The Loblaws argument points to a much broader strategy that North
American food and agriculture giants appear to be using to take on
anti-GMO forces. The goals seems to be to mess up the food system
faster than consumers can demand labelling.

Political will is pitted against nuts-and-bolts practicality, so that by the
time the political will arrives, effective labelling is no longer a pragmatic
option.

More than 90 per cent of Canadians tell pollsters they want labels telling
them if their food's genetic makeup has been tampered with, but Galen
Weston, chairman of Loblaw Cos. Ltd., has publicly warned that "there
will be a cost associated" with such an initiative. This, in part, explains
the magic markers: If Loblaws carries organic products that are labelled
GMO-free, it weakens attempts to block GM labelling for the roughly
70 per cent of Canadian foods that contain GM ingredients. So the grocer
has made a rather brutal choice: Rather than give consumers some of the
information they are demanding, it will provide none of it.

And this is only one salvo in a war being waged by the agribusiness
industry on consumer choice in the genetic engineering debate -- not just
in Canada but, potentially, around the world. Faced with 35 countries
that have developed, or are developing, mandatory GE labelling laws,
the industry seems to be doing everything it can to make those European
and Asian labels as obsolete as the ones that have been scratched out at
Loblaws.

How?
By polluting faster than countries can legislate.

A few reports from the front lines:

One of the companies forced to remove its labels is Nature's Path, an
organic food firm based in Delta, B.C. Earlier this month, company
president Arran Stephens told The New York Times that GM material
is, indeed, finding its way into organic crops. "We have found traces in
corn that has been grown organically for 10-15 years.
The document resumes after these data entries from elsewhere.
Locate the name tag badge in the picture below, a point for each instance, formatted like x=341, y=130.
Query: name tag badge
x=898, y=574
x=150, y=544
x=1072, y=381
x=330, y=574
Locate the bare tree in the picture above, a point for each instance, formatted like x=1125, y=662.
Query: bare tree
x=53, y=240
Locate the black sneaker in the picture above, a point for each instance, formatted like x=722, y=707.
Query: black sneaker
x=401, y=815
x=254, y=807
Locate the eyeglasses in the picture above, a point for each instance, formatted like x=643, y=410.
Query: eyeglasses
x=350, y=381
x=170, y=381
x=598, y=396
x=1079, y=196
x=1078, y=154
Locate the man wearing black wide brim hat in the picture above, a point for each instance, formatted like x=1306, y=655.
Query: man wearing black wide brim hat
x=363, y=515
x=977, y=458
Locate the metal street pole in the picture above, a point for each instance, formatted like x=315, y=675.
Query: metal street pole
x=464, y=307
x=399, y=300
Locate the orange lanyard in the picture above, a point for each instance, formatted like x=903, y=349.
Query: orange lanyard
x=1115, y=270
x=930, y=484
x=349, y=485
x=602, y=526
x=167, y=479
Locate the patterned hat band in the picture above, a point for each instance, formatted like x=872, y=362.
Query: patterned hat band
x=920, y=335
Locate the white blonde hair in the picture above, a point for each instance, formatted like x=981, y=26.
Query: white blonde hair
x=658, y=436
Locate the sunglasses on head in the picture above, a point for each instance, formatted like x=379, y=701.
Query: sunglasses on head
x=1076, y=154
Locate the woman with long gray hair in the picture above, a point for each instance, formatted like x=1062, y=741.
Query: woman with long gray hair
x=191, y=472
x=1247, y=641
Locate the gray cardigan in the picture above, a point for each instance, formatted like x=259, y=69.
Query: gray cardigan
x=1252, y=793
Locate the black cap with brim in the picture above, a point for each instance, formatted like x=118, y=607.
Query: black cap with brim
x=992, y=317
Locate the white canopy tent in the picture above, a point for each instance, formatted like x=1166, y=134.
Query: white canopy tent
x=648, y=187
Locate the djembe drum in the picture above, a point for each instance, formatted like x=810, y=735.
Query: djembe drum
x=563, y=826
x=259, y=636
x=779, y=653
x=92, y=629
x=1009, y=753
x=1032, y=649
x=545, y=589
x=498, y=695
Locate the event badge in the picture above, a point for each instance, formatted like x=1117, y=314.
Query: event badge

There's no
wall high enough to keep that stuff contained."

Some organic food companies are considering suing the biotech industry
for contamination, but the law is going in the opposite direction. Saskatchewan
farmer Percy Schmeiser was sued by Monsanto after its patented genetically
altered canola seeds blew into the farmer's field from passing trucks and
neighbouring fields. Monsanto says that, when the airborne seeds took root,
Mr. Schmeiser was stealing its property. The court agreed and, two months
ago, ordered the farmer to pay the company $20,000, plus legal costs.

The most well-known contamination case is StarLink corn. After the
genetically altered crop (meant for animals and deemed unfit for humans)
made its way into the food supply, Aventis, which owns the patent, proposed
a solution: Instead of recalling the corn, why not approve its consumption
for humans? In other words, change the law to fit the contamination.

Around the world, consumers are exercising a renewed political power,
demanding organic options at the supermarket and asking their governments
for clear labelling of GMO foods. Yet all the while, the agribusiness giants --
backed by predatory intellectual property laws -- are getting the global food
supply so hopelessly cross-pollinated, contaminated, polluted and mixed up
that legislators may well be forced to throw up their hands. As biotech critic
Jeremy Rifkin says, "They're hoping there's enough contamination so that
it's a fait accompli."

When we look back on this moment, munching our genetically modified Natural
Valuestm health-style food, our human-approved StarLink tacos, and our
mutated-farmed Atlantic salmon, we may well remember it as the precise point
when we lost our real food options.

Perhaps Loblaws will even launch a new product to bottle that wistful
feeling: Memories of Consumer Choice.